Monday started with a massive selloff in Chinese markets, which caused the CSI 300 Index to fall by 7%. Other markets quickly joined the decline. Dow Jones decreased by 1.09%, S&P 500 lost 1.15%, whereas the European Stoxx 600 closed the day 2.5% down. All this was a reaction to weak manufacturing data from China. Will this be the new normal for the year? Definitely not! However, this does not mean that all the problems will disappear as the year unfolds. Uncertainty is here to stay, mostly fueled by geopolitical instability and China’s unsteady financial situation.
According to a survey compiled by Bloomberg, the Stoxx 600 Index will increase 16% during this year. Commerzbank AG — known for its accuracy in predicting the Index’s movements — estimates an 18% increase. This does not come as a surprise considering European stocks are among the most attractive right now. The rate increase in the US is likely to drive American investors towards European markets. The ECB has made it clear that quantitative easing will continue until inflation reaches its 2% target. The data for December shows that inflation (0.2%) is still far away from the desired level.
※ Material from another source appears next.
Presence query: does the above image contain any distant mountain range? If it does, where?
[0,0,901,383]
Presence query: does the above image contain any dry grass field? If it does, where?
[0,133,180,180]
Thus, European stocks are highly likely to experience a better year than the last one, unless the worrying situation in Asia deteriorates more rapidly than predicted.
China has been the source of much of last year’s trouble. The way markets opened the first day of this week is the best representation of 2015. China’s economic data is disappointing and this leads to a global panic, which is translated into a massive selloff in the markets. Then the Chinese government tries to breathe life into Chinese markets so they can start to look normal once more — until it all begins again. This is a known status quo now and investors are starting to adapt to this situation. They have experienced huge losses as a result of the instability in China so in the future they will be more careful. That is why although China’s problems will still be there, the other markets will become less affected by it.
Chinese economy has been slowing for quite some time now. The effects of this slowdown are being felt globally. There is a decrease in global demand, which has led to falling commodity and energy prices. Yet, it is highly improbable that there will be a collapse in Chinese economy — at least in 2016.
On the other side of the Atlantic, the US faces another uncertainty. Will the economy remain strong enough to withstand future rate hikes? According to analysts from Goldman Sachs, the S&P 500 will finish this year flat, at the 2100 level. Their estimates show that earnings will increase 10% and companies with strong balance sheets will outperform in a rising rates environment. Inflation continuous to remain at low levels and will be closely monitored by the Fed. The rates will probably rise during the year, however there will be no more than two increases. Although the US is in its 6th year of expansion, Global economy is still in a fragile state. Thus, the Fed will try to be cautious about proceeding with further tightening. The presidential elections will be another important event of the year, which will certainly have an impact on the markets.
From the geopolitical perspective, the situation will not improve in the near future. Tensions in the Middle-East, Russia, South China Sea and the migrant crisis in Europe will definitely be present like they were last year. Stock markets will experience declines as a result of geopolitics, but such drops will not be long-term.
2016 started with a bang: if anything, it will unquestionably be an eventful year.